Passado mais de um século, as pessoas ainda não perceberam o essencial no fundador da academia. Ainda discutem se Capitu deu ou não deu para Escobar. Acho que os discutidores do assunto não leram o livro. Ou ela fez inseminação artificial ou abriu as pernas para o amigo do marido. O fato do filho do casal ter o a cara e os trejeitos de Escobar não podem ser apenas obra de um narrador inconfiável.

Para mim, inconfiáveis são essas discussões. Machado não é uma discussão. É um estado de espírito. No fim, acho que ainda não aprendemos a ler. O que importa não é a traição. A importância está na necessidade que o autor nos provoca. A necessidade de falar sobre o assunto. Mesmo que nada haja a ser dito.

Em tempos de Big Brother (não falo do George Orwell, falo do Pedro Bial), o nada parece mesmo ser a tônica da cultura nacional. Parece que estamos meditando vinte e quatro horas por dia. Ou seja, com a mente vazia.

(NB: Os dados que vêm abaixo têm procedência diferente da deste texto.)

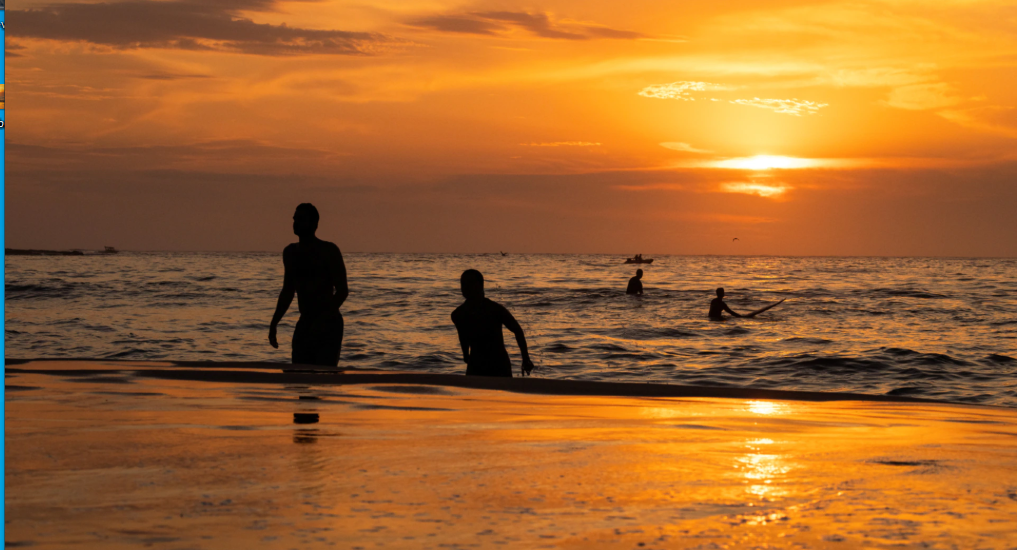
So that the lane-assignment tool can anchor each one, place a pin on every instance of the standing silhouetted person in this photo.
(718, 307)
(479, 322)
(635, 285)
(314, 270)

Nos anos dois mil, o que parecia impossível tornou-se lugar comum. Se antes precisava-se de anos para esvaziar a mente para conseguirmos meditar, agora faz-se num simples toque no power. Tudo bem que não se medita, mas com a mente vazia já é meio caminho andado.

Talvez esse seja o caminho para a paz em nosso país: a meditação. Nunca pensei que Pedro Bial tivesse esse poder.

Aposto que o próprio Bhuda está fascinado com essa descoberta. Assim como Machado de Assis está se revirando no caixão pelas notícias e repercussão sobre sua obra que os vermes lhe trazem.

O que os vermes não devem comunicar são as atividades da Academia Brasileira de Letras. Nem os nomes de seus integrantes. Se a importância que a fugidinha de Capitu alcançou o faz revirar-se no caixão, imaginem se ele soubesse que o José Sarney faz parte da casa que ele fundou para abrigar a nata dos escribas tupiniquins.

Acho que devo assistir mais o plim-plim. Estou começando a gostar dessa história de falar sobre o nada. Depois do meu aperfeiçoamento, talvez eu já consiga falar nada sobre futebol, sobre o aquecimento global e, chegarei ao auge, falando nada sobre a política.

Mas, antes, preciso acompanhar muito o programa do Bial. Ouvi dizer que até pay-per-view tem. Vinte e quatro horas por dia. Vou assinar.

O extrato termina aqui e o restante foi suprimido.